Wine used to go to my head, and make me gay. And now it goes to my legs and makes me old.

Also, Armand is moody about how he cannot provide for his love like the extravagant Baron. Her love of luxury being a barrier, she assures him of her depth of love that now overshadows her love of money:

Marguerite: Are you going to spoil a day like this by being jealous?
Armand: No, of course not, only I always know he's there.
Marguerite: But I'm always here. Don't ever leave me.
Armand: I never will. But you? I can't bear ours someday to end, Marguerite.
Marguerite: Nor I.
Armand: Could you go on living like this?
Marguerite: I couldn't live any other way now.
Armand: Listen, I've written my father asking him to turn my money over to me.
Marguerite: Oh why?
Armand: So I can make plans for our future.
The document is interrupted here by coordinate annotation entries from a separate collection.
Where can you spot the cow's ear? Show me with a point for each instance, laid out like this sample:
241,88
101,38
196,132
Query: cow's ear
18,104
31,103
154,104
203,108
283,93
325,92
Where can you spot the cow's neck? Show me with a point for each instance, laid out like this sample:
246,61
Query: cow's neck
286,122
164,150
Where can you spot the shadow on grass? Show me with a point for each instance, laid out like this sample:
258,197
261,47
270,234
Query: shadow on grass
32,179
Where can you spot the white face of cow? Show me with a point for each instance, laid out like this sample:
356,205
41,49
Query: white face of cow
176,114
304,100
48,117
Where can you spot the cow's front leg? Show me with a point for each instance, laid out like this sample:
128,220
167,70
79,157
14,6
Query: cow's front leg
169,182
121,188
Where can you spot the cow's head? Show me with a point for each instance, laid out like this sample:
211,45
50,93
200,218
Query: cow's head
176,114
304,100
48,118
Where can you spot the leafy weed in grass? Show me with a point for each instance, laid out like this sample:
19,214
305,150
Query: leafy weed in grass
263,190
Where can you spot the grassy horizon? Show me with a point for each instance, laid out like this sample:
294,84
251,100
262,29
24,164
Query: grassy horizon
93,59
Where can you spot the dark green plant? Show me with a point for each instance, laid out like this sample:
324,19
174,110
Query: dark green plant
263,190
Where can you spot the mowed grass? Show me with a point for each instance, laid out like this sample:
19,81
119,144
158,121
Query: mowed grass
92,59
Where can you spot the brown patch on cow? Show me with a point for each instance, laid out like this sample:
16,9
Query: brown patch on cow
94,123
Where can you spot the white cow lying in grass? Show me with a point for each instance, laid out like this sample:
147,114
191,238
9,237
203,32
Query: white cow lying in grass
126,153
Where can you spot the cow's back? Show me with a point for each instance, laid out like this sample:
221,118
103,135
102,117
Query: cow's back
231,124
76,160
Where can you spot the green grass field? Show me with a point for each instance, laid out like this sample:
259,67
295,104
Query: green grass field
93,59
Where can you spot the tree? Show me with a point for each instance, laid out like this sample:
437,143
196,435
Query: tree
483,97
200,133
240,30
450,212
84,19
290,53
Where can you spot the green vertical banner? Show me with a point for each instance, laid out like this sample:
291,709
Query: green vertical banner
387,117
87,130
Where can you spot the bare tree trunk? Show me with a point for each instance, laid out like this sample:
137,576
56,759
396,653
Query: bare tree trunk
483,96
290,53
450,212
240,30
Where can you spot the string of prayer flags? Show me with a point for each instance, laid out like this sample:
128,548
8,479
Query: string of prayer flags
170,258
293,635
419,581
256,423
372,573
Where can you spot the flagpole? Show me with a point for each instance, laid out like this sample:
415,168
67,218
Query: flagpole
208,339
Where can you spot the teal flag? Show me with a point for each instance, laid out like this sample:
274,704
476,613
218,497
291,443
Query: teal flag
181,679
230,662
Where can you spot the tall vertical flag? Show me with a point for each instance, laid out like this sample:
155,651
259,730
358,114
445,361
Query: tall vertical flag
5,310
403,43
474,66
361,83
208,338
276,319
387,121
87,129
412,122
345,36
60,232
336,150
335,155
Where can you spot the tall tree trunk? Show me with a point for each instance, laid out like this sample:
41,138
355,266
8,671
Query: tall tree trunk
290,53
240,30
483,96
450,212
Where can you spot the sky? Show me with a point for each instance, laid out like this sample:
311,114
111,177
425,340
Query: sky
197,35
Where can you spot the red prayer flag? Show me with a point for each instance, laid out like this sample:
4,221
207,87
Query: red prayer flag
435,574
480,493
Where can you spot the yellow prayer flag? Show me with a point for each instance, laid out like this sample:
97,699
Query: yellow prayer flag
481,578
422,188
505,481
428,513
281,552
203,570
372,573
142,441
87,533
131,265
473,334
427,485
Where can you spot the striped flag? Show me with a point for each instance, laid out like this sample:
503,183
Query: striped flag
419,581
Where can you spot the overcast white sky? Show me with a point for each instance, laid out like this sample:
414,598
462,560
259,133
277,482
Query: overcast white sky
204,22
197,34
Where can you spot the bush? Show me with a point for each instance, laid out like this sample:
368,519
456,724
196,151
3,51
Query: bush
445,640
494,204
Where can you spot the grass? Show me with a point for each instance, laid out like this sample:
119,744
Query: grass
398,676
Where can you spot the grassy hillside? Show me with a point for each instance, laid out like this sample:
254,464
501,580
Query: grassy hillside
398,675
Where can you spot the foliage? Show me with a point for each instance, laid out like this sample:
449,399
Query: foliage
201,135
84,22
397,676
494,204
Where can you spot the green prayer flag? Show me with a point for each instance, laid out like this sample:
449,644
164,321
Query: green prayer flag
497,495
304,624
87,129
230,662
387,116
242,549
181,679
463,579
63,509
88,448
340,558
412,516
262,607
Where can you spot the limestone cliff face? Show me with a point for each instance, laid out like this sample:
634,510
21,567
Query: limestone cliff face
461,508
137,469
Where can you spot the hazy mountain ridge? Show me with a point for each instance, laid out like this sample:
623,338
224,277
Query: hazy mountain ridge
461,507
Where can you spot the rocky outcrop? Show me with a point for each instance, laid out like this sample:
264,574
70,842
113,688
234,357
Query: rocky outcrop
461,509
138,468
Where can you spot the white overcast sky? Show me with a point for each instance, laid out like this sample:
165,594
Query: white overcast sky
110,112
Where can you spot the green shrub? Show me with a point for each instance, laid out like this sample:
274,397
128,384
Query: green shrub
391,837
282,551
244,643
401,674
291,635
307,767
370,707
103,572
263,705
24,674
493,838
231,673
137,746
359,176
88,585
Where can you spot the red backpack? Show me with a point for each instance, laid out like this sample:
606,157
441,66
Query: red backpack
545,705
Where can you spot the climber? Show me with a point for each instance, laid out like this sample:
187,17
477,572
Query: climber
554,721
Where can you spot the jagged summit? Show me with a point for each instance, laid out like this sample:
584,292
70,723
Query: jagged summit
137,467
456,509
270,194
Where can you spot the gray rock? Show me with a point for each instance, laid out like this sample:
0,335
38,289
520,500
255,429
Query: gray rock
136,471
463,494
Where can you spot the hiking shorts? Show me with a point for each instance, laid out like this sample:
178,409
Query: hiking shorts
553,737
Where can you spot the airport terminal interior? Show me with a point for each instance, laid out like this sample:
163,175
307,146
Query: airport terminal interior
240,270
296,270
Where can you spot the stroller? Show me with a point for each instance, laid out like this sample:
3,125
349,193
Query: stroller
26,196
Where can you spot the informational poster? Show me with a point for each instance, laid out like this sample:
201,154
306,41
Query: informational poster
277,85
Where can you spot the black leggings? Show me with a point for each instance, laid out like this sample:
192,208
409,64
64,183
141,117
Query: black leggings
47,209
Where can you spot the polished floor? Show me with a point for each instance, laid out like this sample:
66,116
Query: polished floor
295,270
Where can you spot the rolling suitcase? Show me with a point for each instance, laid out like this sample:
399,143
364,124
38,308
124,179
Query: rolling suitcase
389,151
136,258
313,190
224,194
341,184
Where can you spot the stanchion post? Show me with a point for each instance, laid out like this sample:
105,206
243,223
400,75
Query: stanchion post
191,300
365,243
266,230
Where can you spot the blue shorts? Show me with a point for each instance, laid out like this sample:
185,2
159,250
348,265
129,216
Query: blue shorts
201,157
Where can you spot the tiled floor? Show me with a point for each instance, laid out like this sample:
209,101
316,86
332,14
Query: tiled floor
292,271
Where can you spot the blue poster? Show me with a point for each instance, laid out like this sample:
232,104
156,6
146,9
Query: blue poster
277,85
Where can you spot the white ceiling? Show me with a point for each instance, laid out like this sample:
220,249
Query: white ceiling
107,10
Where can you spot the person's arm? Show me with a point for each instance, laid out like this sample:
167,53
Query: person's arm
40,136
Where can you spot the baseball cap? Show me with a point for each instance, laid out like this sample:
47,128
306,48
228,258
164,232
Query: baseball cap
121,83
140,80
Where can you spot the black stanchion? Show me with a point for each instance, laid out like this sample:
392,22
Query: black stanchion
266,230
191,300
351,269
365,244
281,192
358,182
And you won't have to live in two rooms five flights up like Nichette either. You'll have a little house and a garden all your own. I'm leaving for Paris tomorrow to see the lawyer who made my grandfather's will.
Marguerite: Do you know what I asked Prudence to do tomorrow?
Armand: No, what?
Marguerite: Sell everything, pay everything so I could take a flat like Nichette's with what I have left.
Armand: Really? You mean you'd give up everything for me?
Marguerite: Everything in the world. Everything. Never be jealous again. Never doubt that I love you more than the world. More than myself.
Armand: Then, marry me.
Marguerite: What?
Armand: I married you today. Every word the priest said was meant for us. In my heart, I made all the vows to you.
Marguerite: And I to you.
Armand: Then...
Marguerite: No, no, that isn't fitting. (poetically) Let me love you. Let me live for you. But don't let me ask any more from Heaven than that - God might get angry.